Black Box vs AutoGPT.
Product or OSS framework.
AutoGPT is a research framework for engineers building their own agent systems. Black Box is the productized version — same idea, engineered for reliability, hosted, and priced per business, not per API call.
| — | AutoGPT | Black Box |
|---|---|---|
| Category | Open-source autonomous agent framework | Hosted AI executive team product |
| Who runs it | You — clone the repo, configure, host | We run it. Sign in with Google. |
| Technical skill | Developer required (Python, Docker, LLM APIs) | None — plain English delegation |
| Model access | Bring your own OpenAI/Anthropic API key | Included — Anthropic Claude via our proxy |
| Specialists / roles | Not built-in; agents generic unless coded | Pre-built: CEO + Marketing + Eng + Design + Sales + Ops |
| Tool integrations | Plugin system; write your own or find community | ~50 pre-built in Skill Store |
| Reliability | Experimental; often loops or gets stuck | Production — circuit breakers, approvals, human-in-loop |
| Pricing | $0 software + your LLM API costs + your infra | From $200/mo flat, includes model costs |
| Best for | Researchers and engineers exploring agent architectures | Owners who want to use agents, not build them |
AutoGPT is an open-source project ( github.com/Significant-Gravitas/AutoGPT ); pricing figures above reflect typical OSS total-cost-of-ownership (API tokens + infrastructure), not a published product price.
Pick AutoGPT if…
- You are a researcher or engineer exploring agent architectures.

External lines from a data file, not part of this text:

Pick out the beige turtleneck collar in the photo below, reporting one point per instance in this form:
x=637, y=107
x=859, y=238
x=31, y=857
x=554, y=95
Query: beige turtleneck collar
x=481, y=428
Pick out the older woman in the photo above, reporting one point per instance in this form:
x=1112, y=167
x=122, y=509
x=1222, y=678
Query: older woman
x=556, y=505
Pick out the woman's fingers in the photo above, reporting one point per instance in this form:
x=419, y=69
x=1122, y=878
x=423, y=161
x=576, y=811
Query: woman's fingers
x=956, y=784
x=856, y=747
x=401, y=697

- You want full control over prompts, tools, and orchestration.
- You need on-premise / air-gapped deployment.
- You have engineering time to debug, tune, and maintain.
Pick Black Box if…
- You want to use agents, not build them.
- You value production reliability (circuit breakers, approvals).

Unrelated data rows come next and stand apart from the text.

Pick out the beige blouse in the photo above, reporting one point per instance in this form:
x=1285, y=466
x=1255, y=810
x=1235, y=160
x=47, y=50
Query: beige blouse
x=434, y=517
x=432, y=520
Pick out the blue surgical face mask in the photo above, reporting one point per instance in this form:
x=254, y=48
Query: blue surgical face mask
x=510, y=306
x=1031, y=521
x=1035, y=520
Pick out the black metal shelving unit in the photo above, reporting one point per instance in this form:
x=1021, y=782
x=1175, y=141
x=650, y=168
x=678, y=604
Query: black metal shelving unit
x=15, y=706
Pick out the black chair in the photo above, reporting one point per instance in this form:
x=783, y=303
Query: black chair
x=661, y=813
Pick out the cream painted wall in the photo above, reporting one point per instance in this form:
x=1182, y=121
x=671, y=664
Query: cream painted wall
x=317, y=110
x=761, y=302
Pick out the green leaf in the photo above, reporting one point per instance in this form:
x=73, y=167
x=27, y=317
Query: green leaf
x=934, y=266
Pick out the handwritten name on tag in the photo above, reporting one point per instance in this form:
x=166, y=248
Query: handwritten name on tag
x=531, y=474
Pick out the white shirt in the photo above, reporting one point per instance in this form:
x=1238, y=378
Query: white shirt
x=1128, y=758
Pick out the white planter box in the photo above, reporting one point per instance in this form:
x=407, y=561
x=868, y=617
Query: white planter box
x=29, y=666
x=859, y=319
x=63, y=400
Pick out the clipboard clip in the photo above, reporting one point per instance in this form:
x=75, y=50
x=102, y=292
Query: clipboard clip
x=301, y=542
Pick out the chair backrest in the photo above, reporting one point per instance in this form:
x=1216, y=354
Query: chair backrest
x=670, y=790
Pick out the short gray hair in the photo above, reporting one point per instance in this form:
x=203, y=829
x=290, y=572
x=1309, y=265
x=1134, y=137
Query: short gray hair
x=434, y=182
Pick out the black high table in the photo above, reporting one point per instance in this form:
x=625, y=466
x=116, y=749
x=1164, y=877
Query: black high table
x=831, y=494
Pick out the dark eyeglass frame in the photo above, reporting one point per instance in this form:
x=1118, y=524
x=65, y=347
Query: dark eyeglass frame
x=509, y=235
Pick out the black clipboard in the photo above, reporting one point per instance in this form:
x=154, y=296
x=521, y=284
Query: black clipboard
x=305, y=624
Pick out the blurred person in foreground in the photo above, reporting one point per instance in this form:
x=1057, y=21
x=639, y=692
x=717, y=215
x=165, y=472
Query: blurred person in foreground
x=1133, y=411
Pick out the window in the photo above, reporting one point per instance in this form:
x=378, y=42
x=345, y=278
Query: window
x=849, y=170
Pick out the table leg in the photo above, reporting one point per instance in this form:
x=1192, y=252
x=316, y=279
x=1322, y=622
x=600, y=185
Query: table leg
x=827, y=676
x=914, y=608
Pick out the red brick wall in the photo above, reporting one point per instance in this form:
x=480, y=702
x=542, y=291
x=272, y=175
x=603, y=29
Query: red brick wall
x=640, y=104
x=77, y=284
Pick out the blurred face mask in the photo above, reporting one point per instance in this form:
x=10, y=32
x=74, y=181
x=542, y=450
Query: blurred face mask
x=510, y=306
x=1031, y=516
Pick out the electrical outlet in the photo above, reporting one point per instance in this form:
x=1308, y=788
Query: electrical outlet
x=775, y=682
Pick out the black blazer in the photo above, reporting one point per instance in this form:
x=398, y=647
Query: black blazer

- You prefer predictable monthly pricing to API token bills.
- You are running a business, not running a lab.
Where both are fine
- Exploring what autonomous agents can do for your use case.
- Prototyping workflows before committing to production.
- Many teams prototype in AutoGPT, then move to a productized platform like Black Box for the real workload.
Migration & coexistence
The two coexist easily: prototype agent ideas in AutoGPT (or CrewAI / LangGraph), then delegate the production workload to Black Box once the architecture stabilizes. There’s no real “migration” — the prompts and tool definitions stay yours; you just stop carrying the operations weight. Engineering teams sometimes keep an internal AutoGPT instance for research while running their actual business on Black Box.